Absolute Pose Regression (APR) methods use deep neural networks to directly regress camera poses from RGB images. However, the predominant APR architectures only rely on 2D operations during inference, resulting in limited accuracy of pose estimation due to the lack of 3D geometry constraints or priors. In this work, we propose a test-time refinement pipeline that leverages implicit geometric constraints using a robust feature field to enhance the ability of APR methods to use 3D information during inference. We also introduce a novel Neural Feature Synthesizer (NeFeS) model, which encodes 3D geometric features during training and directly renders dense novel view features at test time to refine APR methods. To enhance the robustness of our model, we introduce a feature fusion module and a progressive training strategy. Our proposed method achieves state-of-the-art single-image APR accuracy on indoor and outdoor datasets.

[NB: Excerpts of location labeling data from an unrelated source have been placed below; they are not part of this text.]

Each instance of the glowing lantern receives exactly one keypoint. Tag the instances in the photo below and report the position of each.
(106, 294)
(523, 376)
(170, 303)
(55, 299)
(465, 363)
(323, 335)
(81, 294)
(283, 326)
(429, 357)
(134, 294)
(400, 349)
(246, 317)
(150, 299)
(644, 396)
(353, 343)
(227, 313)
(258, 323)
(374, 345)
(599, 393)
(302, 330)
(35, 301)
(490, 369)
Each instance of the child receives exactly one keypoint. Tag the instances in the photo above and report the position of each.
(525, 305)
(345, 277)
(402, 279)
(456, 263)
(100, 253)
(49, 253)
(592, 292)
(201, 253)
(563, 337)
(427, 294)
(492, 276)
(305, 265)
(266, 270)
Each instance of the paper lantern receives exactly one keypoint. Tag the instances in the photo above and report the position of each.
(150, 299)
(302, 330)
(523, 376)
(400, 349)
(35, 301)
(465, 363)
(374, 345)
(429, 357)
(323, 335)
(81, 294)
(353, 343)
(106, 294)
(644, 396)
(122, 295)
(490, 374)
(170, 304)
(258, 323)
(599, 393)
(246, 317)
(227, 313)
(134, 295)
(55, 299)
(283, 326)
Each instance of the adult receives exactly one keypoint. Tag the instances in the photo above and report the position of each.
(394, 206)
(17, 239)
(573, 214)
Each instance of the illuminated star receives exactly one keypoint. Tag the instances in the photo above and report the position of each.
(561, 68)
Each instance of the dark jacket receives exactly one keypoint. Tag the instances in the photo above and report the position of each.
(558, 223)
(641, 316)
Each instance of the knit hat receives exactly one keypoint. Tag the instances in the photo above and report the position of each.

翻译：绝对位姿回归（APR）方法利用深度神经网络直接从RGB图像中回归相机位姿。然而，主流的APR架构在推理过程中仅依赖二维操作，由于缺乏三维几何约束或先验信息，导致位姿估计精度有限。本文提出了一种测试时精炼流水线，通过利用鲁棒特征场隐式引入几何约束，增强APR方法在推理过程中使用三维信息的能力。同时，我们引入了一种新型神经特征合成器（NeFeS）模型，该模型在训练过程中编码三维几何特征，并在测试时直接渲染密集的新视角特征以精炼APR方法。为增强模型鲁棒性，我们提出了特征融合模块与渐进式训练策略。所提方法在室内外数据集上均实现了当前最优的单幅图像APR精度。